Education Robert Bratvold said they weren’t expecting additional help from the province, but they were thankful to get it.
“I had hoped that they would be able to recognize the impact of inflationary pressures, but had no reason to think that they were going to make that announcement,” Bratvold said on Monday.
The Saskatchewan Rivers School Division receive $956,200 of the $20 million promised to school divisions, while the Prince Albert Catholic School Division will receive $262,500.
Both divisions passed balanced budgets at their final meetings of the school year on June 20. The additional funding means both divisions will have to resubmit their budgets to the province.
“It’s not an enormous task for us,” Bratvold said. “There are just a few adjustments that we have to make and there is some conditionality to that funding, so we have to make sure we account for it properly in our budget.”
The money is all earmarked for transportation and insurance costs. Bratvold said it won’t result in significant changes, but it will allow them to cover anticipated increases in fuel costs they otherwise wouldn’t be able to meet.
Bratvold said he’s thankful for the money, and credited the government for recognizing the impact inflation has had on school divisions. However, he added that the effect will be limited.
“I think that’s great, but will it lead to a bunch of new things? Nope,” he explained. “That’s not the purpose of it. It’s just to cover those costs.”

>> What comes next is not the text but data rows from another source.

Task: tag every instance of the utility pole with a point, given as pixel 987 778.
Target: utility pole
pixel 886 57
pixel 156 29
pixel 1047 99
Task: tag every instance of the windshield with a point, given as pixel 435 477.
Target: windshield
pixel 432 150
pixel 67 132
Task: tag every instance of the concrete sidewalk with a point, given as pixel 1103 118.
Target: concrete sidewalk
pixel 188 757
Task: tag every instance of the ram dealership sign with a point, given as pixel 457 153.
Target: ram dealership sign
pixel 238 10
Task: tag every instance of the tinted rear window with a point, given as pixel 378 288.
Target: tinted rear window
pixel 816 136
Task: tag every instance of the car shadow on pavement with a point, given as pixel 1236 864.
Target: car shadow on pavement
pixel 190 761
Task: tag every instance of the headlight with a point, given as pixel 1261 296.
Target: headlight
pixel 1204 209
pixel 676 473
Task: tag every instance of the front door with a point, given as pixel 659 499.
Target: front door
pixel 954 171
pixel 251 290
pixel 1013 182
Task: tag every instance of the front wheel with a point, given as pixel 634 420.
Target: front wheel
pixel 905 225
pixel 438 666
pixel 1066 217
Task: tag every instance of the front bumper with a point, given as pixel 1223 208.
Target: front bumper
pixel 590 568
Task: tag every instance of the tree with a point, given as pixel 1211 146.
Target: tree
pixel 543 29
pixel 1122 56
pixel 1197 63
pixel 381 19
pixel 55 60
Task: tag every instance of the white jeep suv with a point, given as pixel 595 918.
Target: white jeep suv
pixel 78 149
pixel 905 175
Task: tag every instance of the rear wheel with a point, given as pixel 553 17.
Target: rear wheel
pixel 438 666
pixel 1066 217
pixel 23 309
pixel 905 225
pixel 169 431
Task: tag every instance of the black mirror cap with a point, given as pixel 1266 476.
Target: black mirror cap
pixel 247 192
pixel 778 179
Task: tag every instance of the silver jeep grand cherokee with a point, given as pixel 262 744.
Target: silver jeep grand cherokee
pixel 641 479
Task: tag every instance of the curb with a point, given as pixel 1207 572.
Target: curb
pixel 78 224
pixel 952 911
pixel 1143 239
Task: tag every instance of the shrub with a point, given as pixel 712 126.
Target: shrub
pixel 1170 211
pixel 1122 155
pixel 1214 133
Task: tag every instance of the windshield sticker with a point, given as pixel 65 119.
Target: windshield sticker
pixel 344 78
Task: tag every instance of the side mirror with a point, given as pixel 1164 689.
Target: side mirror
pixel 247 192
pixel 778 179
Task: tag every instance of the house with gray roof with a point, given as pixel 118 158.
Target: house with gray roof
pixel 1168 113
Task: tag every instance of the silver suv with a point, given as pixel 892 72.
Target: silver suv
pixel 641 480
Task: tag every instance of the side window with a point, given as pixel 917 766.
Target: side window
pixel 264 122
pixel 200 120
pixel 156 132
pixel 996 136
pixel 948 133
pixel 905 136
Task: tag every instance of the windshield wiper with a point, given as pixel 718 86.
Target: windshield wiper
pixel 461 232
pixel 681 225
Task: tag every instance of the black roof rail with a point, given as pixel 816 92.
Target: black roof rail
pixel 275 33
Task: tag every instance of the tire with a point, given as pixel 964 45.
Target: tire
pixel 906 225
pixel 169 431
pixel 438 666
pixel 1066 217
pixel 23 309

The amount each division received is based on the funding distribution formula already used by the province.
“It was per student but it’s kind of similar too because so much of our budget is based on student population,” Bratvold explained. “Even the transportation component has a student number built into it the number of students we transport and all of that stuff.”
Bratvold said that the letter from the province explained that it was based on the transportation and plant operation components of the funding model.
Education Minister Dustin Duncan touted the funding increase as a way to help school divisions prevent inflationary costs from diverting resources away from classrooms.
“Our government recognizes the impacts rising costs across the country have on our schools and we are committed to ensuring every Saskatchewan student and teacher has the supports needed to achieve success in the classroom,” Education Minister Dustin Duncan said in a release.
As part of the 2022-23 budget, the Ministry of Education announced a record investment in education spending of $2.88 billion.
That funding included $1.99 billion in school operating funding for the 2022-23 school year, an increase of $29.4 million or 1.5 per cent over the 2021-22 school year.
With this additional investment, school operating funding exceeds $2 billion for the first time in the province’s history.
In addition to the increase in operating funding, the province also announced a new $7 million fund to allow school divisions to hire up to 200 new educational assistants for the 2022-23 school year.